ルノーと日産、三菱の経営統合を阻止するために官邸が仕掛けた国策捜査説も

 周知のように、ルノーと日産、三菱自動車の間ではずっと経営統合計画がくすぶっていた。ルノーの筆頭株主であるフランス政府が、三社を全面的に統合し、日産や三菱もフランスに移転させる計画をぶちあげていた。

 ゴーン会長は当初、この経営統合計画に異を唱えていたが、今年2月、ルノーCEO続投と引き換えに、態度を豹変。「すべての選択肢が考えられる」と経営統合を排除しないことを表明した。これに危機感を持ったのが日本政府だった。

「とくに経済産業省はこの経営統合の動きに危機感を持ち、絶対に阻止すると息巻いていた。そんなところから、経産省出身の今井尚哉首相秘書官が経営統合を阻止するために、検察に仕掛けて、ゴーンを逮捕させたんじゃないかという見方が流れているんです。日産の西川社長と検察をつないだのも今井秘書官じゃないか、と。20日、日産の川口均専務が菅義偉官房長官と官邸で面会した際、菅氏がゴーン会長の逮捕に非常に驚いていたと記者団に打ち明けたことから、官邸の関与はなかったといわれていますが、今回は今井氏のラインだったため、菅氏が知らなかっただけかもしれない」(全国紙政治部記者)

 こうした見方を「陰謀論」と一笑に付す向きもあるが、少なくとも、今回の展開が日本政府にとってマイナスでないことはたしかだろう。

欠陥だらけの「司法取引」が恣意的な狙い撃ち捜査と冤罪を生み出す

 また、今回の逮捕劇ではもうひとつ、浮き彫りになったことがある。それは「司法取引」という制度の危うさだ。

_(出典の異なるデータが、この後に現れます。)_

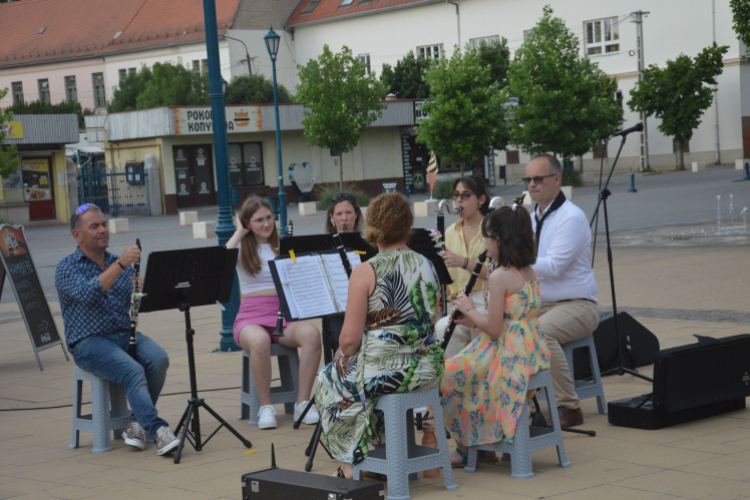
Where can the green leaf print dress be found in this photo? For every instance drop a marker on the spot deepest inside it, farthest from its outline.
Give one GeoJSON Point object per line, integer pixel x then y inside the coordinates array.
{"type": "Point", "coordinates": [398, 354]}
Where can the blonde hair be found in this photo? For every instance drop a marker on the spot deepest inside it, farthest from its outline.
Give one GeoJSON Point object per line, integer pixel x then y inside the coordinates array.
{"type": "Point", "coordinates": [389, 219]}
{"type": "Point", "coordinates": [249, 256]}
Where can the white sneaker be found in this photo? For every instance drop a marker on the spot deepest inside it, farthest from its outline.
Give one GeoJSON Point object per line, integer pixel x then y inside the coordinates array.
{"type": "Point", "coordinates": [312, 416]}
{"type": "Point", "coordinates": [267, 417]}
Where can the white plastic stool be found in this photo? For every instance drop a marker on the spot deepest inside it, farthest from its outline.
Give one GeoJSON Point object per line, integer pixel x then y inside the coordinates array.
{"type": "Point", "coordinates": [402, 456]}
{"type": "Point", "coordinates": [587, 388]}
{"type": "Point", "coordinates": [528, 438]}
{"type": "Point", "coordinates": [287, 393]}
{"type": "Point", "coordinates": [109, 411]}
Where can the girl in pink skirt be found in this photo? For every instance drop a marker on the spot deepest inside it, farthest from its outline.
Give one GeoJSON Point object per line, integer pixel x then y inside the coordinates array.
{"type": "Point", "coordinates": [258, 241]}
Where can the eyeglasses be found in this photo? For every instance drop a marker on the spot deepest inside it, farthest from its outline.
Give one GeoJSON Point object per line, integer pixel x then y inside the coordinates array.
{"type": "Point", "coordinates": [260, 221]}
{"type": "Point", "coordinates": [79, 211]}
{"type": "Point", "coordinates": [464, 196]}
{"type": "Point", "coordinates": [537, 180]}
{"type": "Point", "coordinates": [342, 196]}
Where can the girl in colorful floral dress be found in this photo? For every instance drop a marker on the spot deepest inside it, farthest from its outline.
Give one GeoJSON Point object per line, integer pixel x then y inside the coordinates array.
{"type": "Point", "coordinates": [484, 386]}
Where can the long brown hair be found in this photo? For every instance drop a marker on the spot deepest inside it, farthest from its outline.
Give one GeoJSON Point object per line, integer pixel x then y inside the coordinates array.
{"type": "Point", "coordinates": [249, 245]}
{"type": "Point", "coordinates": [512, 228]}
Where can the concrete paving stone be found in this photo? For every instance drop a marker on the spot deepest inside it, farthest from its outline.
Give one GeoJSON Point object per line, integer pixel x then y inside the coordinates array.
{"type": "Point", "coordinates": [687, 485]}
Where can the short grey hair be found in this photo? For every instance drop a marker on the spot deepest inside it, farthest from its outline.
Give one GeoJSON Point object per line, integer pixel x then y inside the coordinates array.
{"type": "Point", "coordinates": [554, 163]}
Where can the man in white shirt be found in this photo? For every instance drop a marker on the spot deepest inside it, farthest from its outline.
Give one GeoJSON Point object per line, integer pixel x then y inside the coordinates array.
{"type": "Point", "coordinates": [570, 308]}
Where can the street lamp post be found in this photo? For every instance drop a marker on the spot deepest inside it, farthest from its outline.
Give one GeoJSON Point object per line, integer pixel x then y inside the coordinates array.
{"type": "Point", "coordinates": [225, 228]}
{"type": "Point", "coordinates": [272, 44]}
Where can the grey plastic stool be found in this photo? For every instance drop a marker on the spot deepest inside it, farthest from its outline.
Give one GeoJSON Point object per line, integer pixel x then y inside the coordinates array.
{"type": "Point", "coordinates": [402, 456]}
{"type": "Point", "coordinates": [587, 388]}
{"type": "Point", "coordinates": [528, 439]}
{"type": "Point", "coordinates": [287, 393]}
{"type": "Point", "coordinates": [109, 411]}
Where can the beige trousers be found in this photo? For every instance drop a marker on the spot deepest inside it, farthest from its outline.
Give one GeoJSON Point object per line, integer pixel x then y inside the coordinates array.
{"type": "Point", "coordinates": [564, 322]}
{"type": "Point", "coordinates": [462, 336]}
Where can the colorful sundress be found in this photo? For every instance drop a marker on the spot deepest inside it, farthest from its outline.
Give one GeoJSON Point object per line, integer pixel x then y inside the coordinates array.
{"type": "Point", "coordinates": [398, 354]}
{"type": "Point", "coordinates": [484, 386]}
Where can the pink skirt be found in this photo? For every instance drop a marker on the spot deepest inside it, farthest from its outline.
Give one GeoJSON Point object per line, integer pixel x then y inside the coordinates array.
{"type": "Point", "coordinates": [261, 310]}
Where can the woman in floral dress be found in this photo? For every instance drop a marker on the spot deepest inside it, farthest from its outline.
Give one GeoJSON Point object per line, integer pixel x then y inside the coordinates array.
{"type": "Point", "coordinates": [484, 386]}
{"type": "Point", "coordinates": [387, 344]}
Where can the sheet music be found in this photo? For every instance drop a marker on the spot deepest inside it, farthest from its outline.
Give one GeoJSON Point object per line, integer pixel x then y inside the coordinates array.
{"type": "Point", "coordinates": [307, 283]}
{"type": "Point", "coordinates": [338, 275]}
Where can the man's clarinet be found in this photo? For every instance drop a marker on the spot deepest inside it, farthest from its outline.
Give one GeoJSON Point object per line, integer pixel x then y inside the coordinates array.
{"type": "Point", "coordinates": [135, 304]}
{"type": "Point", "coordinates": [467, 291]}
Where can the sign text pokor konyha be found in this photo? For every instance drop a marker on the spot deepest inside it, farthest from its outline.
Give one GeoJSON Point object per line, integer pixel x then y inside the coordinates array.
{"type": "Point", "coordinates": [15, 259]}
{"type": "Point", "coordinates": [197, 120]}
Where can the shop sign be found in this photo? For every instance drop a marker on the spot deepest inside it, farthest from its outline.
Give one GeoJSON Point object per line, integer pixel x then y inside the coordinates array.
{"type": "Point", "coordinates": [197, 120]}
{"type": "Point", "coordinates": [13, 130]}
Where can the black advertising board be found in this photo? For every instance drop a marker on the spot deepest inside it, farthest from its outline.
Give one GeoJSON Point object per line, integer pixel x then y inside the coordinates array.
{"type": "Point", "coordinates": [19, 266]}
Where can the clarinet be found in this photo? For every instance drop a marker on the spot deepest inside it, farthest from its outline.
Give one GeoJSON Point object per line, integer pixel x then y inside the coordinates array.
{"type": "Point", "coordinates": [135, 304]}
{"type": "Point", "coordinates": [467, 291]}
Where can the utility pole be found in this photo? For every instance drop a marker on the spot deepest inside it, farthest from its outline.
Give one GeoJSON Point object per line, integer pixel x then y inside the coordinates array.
{"type": "Point", "coordinates": [645, 163]}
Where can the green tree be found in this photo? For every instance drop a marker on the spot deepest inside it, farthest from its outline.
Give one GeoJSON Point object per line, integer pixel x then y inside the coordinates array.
{"type": "Point", "coordinates": [166, 84]}
{"type": "Point", "coordinates": [41, 108]}
{"type": "Point", "coordinates": [467, 117]}
{"type": "Point", "coordinates": [407, 79]}
{"type": "Point", "coordinates": [567, 105]}
{"type": "Point", "coordinates": [496, 56]}
{"type": "Point", "coordinates": [341, 101]}
{"type": "Point", "coordinates": [8, 160]}
{"type": "Point", "coordinates": [741, 20]}
{"type": "Point", "coordinates": [680, 93]}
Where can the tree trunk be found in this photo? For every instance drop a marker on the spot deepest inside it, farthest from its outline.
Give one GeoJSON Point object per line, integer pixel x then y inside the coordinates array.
{"type": "Point", "coordinates": [341, 172]}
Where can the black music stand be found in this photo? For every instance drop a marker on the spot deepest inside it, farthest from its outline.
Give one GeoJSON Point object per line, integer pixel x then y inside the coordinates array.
{"type": "Point", "coordinates": [181, 279]}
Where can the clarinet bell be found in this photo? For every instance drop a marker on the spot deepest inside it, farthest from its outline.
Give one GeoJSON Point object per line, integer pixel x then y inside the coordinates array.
{"type": "Point", "coordinates": [279, 331]}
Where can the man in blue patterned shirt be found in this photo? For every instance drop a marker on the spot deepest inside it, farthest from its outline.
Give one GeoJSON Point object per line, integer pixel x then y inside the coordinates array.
{"type": "Point", "coordinates": [94, 288]}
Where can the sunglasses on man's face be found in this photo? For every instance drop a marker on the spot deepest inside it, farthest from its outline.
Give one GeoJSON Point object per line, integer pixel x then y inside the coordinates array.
{"type": "Point", "coordinates": [79, 211]}
{"type": "Point", "coordinates": [464, 196]}
{"type": "Point", "coordinates": [342, 196]}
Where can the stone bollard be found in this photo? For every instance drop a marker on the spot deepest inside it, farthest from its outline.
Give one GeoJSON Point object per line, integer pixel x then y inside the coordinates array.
{"type": "Point", "coordinates": [188, 218]}
{"type": "Point", "coordinates": [204, 230]}
{"type": "Point", "coordinates": [117, 226]}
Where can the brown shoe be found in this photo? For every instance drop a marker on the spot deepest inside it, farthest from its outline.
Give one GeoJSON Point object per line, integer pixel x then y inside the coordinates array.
{"type": "Point", "coordinates": [570, 417]}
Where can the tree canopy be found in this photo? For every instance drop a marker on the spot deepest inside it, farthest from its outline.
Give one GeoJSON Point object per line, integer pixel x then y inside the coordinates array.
{"type": "Point", "coordinates": [567, 105]}
{"type": "Point", "coordinates": [407, 80]}
{"type": "Point", "coordinates": [254, 89]}
{"type": "Point", "coordinates": [8, 160]}
{"type": "Point", "coordinates": [341, 101]}
{"type": "Point", "coordinates": [467, 117]}
{"type": "Point", "coordinates": [680, 93]}
{"type": "Point", "coordinates": [166, 84]}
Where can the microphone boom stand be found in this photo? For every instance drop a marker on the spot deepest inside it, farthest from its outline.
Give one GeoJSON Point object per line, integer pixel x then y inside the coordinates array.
{"type": "Point", "coordinates": [620, 369]}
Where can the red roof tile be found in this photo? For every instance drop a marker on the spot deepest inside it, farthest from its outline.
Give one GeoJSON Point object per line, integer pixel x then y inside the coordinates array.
{"type": "Point", "coordinates": [330, 10]}
{"type": "Point", "coordinates": [85, 28]}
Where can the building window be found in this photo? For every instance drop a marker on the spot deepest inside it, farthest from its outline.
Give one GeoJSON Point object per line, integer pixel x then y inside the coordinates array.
{"type": "Point", "coordinates": [246, 164]}
{"type": "Point", "coordinates": [17, 93]}
{"type": "Point", "coordinates": [44, 91]}
{"type": "Point", "coordinates": [100, 99]}
{"type": "Point", "coordinates": [474, 43]}
{"type": "Point", "coordinates": [365, 59]}
{"type": "Point", "coordinates": [602, 36]}
{"type": "Point", "coordinates": [430, 51]}
{"type": "Point", "coordinates": [71, 92]}
{"type": "Point", "coordinates": [311, 6]}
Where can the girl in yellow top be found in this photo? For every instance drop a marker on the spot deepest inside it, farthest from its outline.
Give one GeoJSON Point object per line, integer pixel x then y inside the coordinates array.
{"type": "Point", "coordinates": [463, 244]}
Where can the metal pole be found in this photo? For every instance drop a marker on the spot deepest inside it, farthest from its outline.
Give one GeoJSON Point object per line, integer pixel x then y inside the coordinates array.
{"type": "Point", "coordinates": [282, 193]}
{"type": "Point", "coordinates": [225, 227]}
{"type": "Point", "coordinates": [644, 162]}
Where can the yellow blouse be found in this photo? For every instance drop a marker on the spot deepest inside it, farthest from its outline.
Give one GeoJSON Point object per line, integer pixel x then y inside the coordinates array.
{"type": "Point", "coordinates": [454, 241]}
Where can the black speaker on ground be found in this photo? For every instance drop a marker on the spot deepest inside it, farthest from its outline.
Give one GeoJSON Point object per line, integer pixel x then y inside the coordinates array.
{"type": "Point", "coordinates": [639, 345]}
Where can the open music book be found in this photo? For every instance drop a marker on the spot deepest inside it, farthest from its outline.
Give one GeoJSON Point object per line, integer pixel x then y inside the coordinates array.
{"type": "Point", "coordinates": [315, 286]}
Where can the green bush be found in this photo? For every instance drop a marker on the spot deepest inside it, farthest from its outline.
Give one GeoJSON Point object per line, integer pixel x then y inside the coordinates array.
{"type": "Point", "coordinates": [323, 194]}
{"type": "Point", "coordinates": [572, 177]}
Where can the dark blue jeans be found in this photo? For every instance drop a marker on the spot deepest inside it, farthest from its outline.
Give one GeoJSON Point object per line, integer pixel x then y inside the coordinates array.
{"type": "Point", "coordinates": [106, 356]}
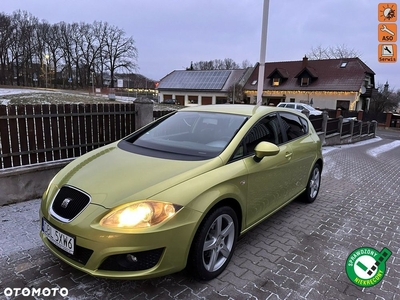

 米国由来のこの制度に欠陥があることは以前から指摘されてきた。というのも、司法取引にはもともと冤罪を引き起こす危険性がある上、日本の司法取引では、米国のように、情報提供者が嘘の供述をした場合に適用される「虚偽供述罪」が用意されていないため、いくらでも恣意的な証言ができるからだ

 しかも、日本の検察の体質を考えると、司法取引が、企業ぐるみの犯罪の刑事責任を特定個人に押し付け、「魔女狩り」的な狙い撃ちに使われる危険性がある。

 今回はまさに、そうした司法取引の負の部分がもろに出た気がしてならないのだ。ゴーン会長が大量リストラの一方で私腹を肥やしていったという事実自体は批判されるべきだが、それとは別に謀略的な捜査の裏側についても検証されるべきだろう。